Background & Motivation

The Internet of Things (IoT) has brought new opportunities for increasing safety, automation, and cost and energy savings. However, these opportunities come with an increase in data generation, which is pushing network capacity to its limits. According to an estimation by IDC, the total amount of data generated by connected devices will exceed 40 trillion gigabytes by 2025. Analyzing data closer to where it is generated, rather than sending it to a data center, can reduce network load, save energy and costs, and satisfy the requirements of low-latency applications.
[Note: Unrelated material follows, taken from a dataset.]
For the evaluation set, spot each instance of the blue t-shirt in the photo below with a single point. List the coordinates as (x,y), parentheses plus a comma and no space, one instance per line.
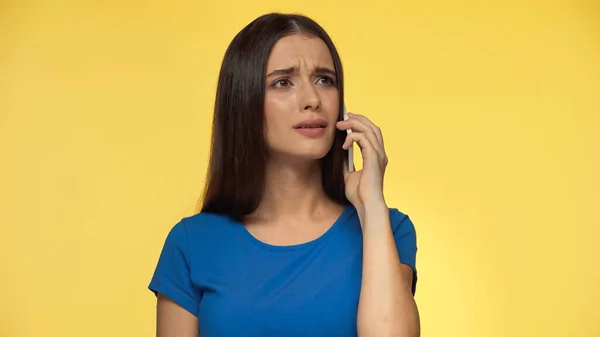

Edge distributed infrastructure can improve the robustness of systems in the event of a disaster. The localization of data and computation can improve privacy, security, reliability, resilience, and safety, increasing trust in these systems. There is a growing demand for software solutions that can monitor and analyze data flows along the IoT-to-cloud path, enabling the processing of data closer to its source and providing real-time responses for smart IoT applications. These solutions should be able to abstract away the hardware complexity and heterogeneity of edge environments. Experts in the energy sector are calling for a framework for enabling flexibility in energy consumption. Edge resources are currently fragmented, which makes intercommunication and network resource allocation complicated. This is an obstacle to the implementation of novel cloud-to-edge services that could improve performance and robustness, address policy concerns, and adapt to fluctuations in data processing needs and network conditions.
COGNIFOG will provide a software solution as a Cognitive Fog Framework (Cognitive-Fog) for monitoring and analyzing data flows along the IoT-edge-cloud continuum, enabling the processing of data closer to its source and providing real-time responses for many smart IoT applications. This will ultimately improve privacy, security, reliability, resilience, and safety, increasing trust in the technology.